In general, large sections of Rilling's performance simply go by,
relatively speaking; after all, it is still Mozart at his best.  But
music so strong, so full of startling detail, deserves better.  It's
easy to imagine a more incisive approach.

Nevertheless, this is at present the only recording of Levin's completion,
and Levin's really is by far the best out there.  Levin tries to put in
as much real Mozart as possible and keeps his own composing to a minimum.
There have been versions which have done things like recycling the Kyrie
as the Agnus Dei - essentially the strategy of the Requiem, although the
composer himself may have sanctioned that - but Levin's knowledge of
Mozart runs so wide and so deep that he comes up with choices at the
very least interesting and at best able to bear comparison to the torso
of the mass Mozart left.  The "Crucifixus," based on a double fugue
Mozart left in manuscript, is a special joy.
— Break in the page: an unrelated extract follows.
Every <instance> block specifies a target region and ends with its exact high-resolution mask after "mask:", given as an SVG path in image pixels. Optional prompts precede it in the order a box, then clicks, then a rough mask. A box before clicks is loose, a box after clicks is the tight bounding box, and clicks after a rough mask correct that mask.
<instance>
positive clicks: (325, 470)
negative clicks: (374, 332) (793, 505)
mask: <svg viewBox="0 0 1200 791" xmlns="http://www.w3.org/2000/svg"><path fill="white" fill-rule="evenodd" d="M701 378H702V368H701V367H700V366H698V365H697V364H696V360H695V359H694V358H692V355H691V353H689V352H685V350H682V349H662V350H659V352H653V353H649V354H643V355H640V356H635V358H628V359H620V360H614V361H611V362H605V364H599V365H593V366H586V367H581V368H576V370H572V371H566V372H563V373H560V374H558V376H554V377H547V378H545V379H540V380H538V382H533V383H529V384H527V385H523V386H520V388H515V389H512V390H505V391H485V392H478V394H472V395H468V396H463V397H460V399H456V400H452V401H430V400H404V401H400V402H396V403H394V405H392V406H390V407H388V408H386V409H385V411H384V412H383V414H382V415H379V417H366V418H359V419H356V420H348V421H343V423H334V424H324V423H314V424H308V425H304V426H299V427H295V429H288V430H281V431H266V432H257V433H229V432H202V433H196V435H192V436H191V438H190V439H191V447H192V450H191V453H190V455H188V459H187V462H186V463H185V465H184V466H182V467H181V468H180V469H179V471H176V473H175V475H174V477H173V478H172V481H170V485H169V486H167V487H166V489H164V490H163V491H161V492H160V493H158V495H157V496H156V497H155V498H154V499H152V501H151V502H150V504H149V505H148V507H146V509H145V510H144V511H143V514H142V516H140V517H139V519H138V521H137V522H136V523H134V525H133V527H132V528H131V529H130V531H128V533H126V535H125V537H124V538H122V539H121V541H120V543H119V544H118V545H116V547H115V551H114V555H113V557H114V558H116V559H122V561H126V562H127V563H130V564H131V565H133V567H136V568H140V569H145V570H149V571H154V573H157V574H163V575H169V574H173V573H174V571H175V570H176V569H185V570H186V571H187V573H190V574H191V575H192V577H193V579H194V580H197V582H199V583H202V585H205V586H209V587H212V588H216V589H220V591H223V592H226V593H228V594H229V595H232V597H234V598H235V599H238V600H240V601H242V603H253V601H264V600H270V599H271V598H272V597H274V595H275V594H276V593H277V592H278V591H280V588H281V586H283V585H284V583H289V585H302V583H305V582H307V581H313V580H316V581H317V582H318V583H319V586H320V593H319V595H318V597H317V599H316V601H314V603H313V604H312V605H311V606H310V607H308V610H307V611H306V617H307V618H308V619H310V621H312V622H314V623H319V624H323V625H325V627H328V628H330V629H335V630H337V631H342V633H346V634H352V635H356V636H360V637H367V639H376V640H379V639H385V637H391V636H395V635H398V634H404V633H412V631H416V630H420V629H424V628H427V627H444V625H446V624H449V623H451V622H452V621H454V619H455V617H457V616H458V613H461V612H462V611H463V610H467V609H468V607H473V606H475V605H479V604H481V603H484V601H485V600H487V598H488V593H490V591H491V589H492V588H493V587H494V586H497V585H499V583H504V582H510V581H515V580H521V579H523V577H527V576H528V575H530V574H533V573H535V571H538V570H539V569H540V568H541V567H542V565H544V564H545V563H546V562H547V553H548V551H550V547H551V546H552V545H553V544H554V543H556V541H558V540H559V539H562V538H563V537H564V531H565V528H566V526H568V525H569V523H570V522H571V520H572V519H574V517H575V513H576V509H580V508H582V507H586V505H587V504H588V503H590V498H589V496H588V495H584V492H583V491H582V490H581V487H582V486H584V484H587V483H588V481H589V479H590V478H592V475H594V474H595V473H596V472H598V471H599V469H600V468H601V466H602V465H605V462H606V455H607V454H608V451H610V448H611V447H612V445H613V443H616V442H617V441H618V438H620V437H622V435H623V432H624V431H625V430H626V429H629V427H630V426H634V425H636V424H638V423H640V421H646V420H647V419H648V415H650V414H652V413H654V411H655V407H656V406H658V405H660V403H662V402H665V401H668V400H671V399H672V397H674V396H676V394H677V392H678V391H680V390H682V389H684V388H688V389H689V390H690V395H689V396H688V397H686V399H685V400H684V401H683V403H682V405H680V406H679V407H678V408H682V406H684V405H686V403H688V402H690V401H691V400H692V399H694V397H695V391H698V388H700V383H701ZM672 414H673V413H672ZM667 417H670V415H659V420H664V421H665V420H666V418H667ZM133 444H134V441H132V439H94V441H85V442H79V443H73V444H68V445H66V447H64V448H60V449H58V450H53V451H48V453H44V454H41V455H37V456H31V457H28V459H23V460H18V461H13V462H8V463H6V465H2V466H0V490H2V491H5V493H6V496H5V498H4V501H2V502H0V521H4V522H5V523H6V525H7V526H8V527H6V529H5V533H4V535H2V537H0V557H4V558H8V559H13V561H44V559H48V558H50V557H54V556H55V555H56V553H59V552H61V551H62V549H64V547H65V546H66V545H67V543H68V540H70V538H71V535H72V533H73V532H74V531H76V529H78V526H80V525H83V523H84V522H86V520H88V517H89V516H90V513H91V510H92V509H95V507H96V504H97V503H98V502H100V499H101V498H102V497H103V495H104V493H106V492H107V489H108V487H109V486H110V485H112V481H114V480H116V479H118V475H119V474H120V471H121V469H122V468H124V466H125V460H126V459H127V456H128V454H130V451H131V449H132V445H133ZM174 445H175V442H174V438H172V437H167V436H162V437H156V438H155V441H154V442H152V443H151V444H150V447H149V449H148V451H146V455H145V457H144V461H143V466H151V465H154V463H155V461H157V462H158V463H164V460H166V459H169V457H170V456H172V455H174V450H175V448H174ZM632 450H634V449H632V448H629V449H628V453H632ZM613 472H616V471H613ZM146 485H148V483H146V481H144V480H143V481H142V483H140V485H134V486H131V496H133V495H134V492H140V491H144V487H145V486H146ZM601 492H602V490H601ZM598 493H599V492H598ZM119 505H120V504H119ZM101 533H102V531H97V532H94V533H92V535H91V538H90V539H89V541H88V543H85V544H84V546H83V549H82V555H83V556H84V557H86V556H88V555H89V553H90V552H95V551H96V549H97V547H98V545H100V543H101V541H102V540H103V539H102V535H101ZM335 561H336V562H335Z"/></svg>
As filler for the missing sections of the mass, McCreesh gives us
two concert arias, "Scena di Berenice" by Haydn and "Ah!  perfido" by
Beethoven, both written within a few years of one another.  Compared to
the Mozart, they sound as quaint as Rudy Vallee's megaphone warblings.
The genre of concert aria had a long fashion.  However, composers like
Brahms transformed it to an adjunct of lyric poetry in works like the
Alt-Rhapsodie.  The Haydn and Beethoven examples, along with a few by
Mozart and Mendelssohn, represent the best of the old genre, and they
are quite fine.  The form breaks down into recitative and aria, with the
recitative giving the singer the opportunity to show dramatic range and
the aria vocal agility or legato line.  Many concert arias become so
formulaic, that you can pretty much predict the music - definitely not
the case with Haydn and Beethoven, who mostly pull off one musical
surprise after another, even while working within certain worn operatic
conventions.  Dramatically, however, they don't really convince, as
Mozart does in his arias.  Neither Haydn nor Beethoven, despite the
operas they wrote, are really musical dramatists.  Compare "Ah!  perfido,"
for example, to the Queen of the Night's aria from Magic Flute.  Beethoven
gives us style.  Mozart, on the other hand, delivers raw emotion.  We
don't have to "think ourselves back" into older forms in order to feel
the aria's punch.  In both the "Scena" and "Ah!  perfido," we see not
the abandoned woman, but a porcelain figurine.

I can't recommend at this point one recording over another.  The McCreesh
is far and away the better performance, but the Levin completion exercises
a strong fascination.  You may want both.